VANTAGE POINT

VANTAGE POINT

(director: Pete Travis; screenwriter: Barry L. Levy; cinematographer: Amir Mokri; editor: Stuart Baird; music: Atli Orvarsson; cast: Dennis Quaid (Thomas Barnes), Matthew Fox (Kent Taylor), Forest Whitaker (Howard Lewis), Edgar Ramirez (Javier), Ayelet Zurer (Veronica), Sigourney Weaver (Rex Brooks), William Hurt (President Ashton), Eduardo Noriega (Enrique, local cop), Saïd Taghmaoui (Suarez), Alicia Jaziz Zapien (Anna), Zoe Saldana (Angie Jones); Runtime: 90; MPAA Rating: PG-13; producer: Neal H. Moritz; Columbia Pictures; 2008)

“Moderately entertaining for the first hour and then for the last half hour goes up in flames.”

Reviewed by Dennis Schwartz

British TV director Pete Travis helms this gimmicky modern-day Rashomon-style thriller (Kurosawa was interested in the credibility of the witnesses, while this pic uses the eye-witnesses to hide info in order to slyly keep their story tense for as long as they can get away with showing you distorted accounts) that is moderately entertaining for the first hour and then for the last half hour goes up in flames, as it no longer is credible as it heads into mindless action-picture cliché territory. It’s written by Barry L. Levy, who tries to give it the same exciting pace as the Bourne films but he runs out of material long before he can close the deal.

In Salamanca, Spain, there’s a gathering of some 150 world leaders for an international anti-terrorism summit. While a mob gathers inside the plaza, the news team of Global Network News (GNN) shows the proceedings under the no-nonsense direction of its producer Rex Brooks (Sigourney Weaver). The security is air-tight, with local police and Secret Service men everywhere. When the U.S. president (William Hurt) takes the podium, he’s shot and soon bombs explode scattering the crowd in a panic. Two Secret Service agents, the veteran agent, who is back on the job for the first time after taking a bullet for the Prez in a recent assassination attempt, Thomas Barnes (Dennis Quaid), and his partner Kent Taylor (Matthew Fox), nab a suspect (Eduardo Noriega) running to the podium after the shooting, who escapes and is pursued in all the chaos.

The eye-witness accounts are recorded from just before noon, some 23 minutes before the assassination, as the following multiple sources besides Barnes and the GNN coverage are reviewed: Howard Lewis (Forest Whitaker) is a saintly American tourist with a camcorder, who recorded the shooting; the president himself; and various other terrorists-including the leader who uses a cellphone to coordinate the multiple attacks.

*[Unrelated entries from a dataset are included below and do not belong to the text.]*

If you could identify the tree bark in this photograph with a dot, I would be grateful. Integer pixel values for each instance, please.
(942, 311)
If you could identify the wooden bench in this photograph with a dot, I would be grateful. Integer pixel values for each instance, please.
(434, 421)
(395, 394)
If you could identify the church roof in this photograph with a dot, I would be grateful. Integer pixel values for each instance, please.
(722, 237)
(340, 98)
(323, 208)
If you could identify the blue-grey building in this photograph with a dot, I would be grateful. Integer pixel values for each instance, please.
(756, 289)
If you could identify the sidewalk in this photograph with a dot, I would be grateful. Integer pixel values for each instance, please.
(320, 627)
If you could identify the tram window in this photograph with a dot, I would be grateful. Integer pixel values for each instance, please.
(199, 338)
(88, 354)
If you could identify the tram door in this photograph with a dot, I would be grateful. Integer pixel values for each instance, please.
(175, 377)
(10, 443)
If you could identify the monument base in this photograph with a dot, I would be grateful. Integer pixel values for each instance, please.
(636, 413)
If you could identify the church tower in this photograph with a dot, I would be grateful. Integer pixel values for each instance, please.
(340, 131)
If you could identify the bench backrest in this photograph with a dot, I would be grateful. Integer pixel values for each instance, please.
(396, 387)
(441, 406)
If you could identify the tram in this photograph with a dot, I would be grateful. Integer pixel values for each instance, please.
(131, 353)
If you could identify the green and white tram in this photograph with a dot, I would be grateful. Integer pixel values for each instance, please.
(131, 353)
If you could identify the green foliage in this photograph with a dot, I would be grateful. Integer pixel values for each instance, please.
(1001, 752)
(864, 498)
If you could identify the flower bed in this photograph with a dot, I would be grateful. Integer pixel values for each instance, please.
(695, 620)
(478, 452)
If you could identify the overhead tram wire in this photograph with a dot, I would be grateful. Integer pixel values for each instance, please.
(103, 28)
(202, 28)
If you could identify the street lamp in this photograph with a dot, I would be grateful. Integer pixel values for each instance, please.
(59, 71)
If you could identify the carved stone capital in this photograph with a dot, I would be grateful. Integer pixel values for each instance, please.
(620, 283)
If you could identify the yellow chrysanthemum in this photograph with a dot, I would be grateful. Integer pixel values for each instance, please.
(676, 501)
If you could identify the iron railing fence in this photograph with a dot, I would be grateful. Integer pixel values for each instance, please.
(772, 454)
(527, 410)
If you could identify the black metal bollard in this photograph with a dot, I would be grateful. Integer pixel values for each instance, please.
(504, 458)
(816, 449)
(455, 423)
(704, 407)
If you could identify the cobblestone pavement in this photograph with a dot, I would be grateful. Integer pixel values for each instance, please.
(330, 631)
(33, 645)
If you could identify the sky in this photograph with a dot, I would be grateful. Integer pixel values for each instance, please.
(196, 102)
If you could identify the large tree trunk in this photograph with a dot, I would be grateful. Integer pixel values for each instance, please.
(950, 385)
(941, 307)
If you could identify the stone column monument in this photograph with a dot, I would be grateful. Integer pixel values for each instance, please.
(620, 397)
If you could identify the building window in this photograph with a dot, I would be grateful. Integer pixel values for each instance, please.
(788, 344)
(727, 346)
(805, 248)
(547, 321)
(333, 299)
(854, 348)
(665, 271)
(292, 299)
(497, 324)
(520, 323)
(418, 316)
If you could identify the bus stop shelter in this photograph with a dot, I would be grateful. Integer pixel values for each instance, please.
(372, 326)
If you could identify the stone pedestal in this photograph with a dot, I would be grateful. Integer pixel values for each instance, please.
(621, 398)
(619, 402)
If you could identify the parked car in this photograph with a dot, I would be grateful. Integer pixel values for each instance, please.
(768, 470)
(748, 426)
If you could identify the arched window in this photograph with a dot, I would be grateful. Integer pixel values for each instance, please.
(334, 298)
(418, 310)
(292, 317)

These eye-witness accounts keep leading to new and ever increasing startling revelations, until the plot becomes just plain absurd in its new intricacies and the usual superhero story takes over and the excesses in bad filmmaking decisions make it hard to care for the film that started out so promising.

At one point, Hurt says while giving off what’s meant to be earnest presidential vibes: “We have to be better than this.” And though he was talking about American duplicity, he could just as well have been commenting on the shortcomings of this pointless pic.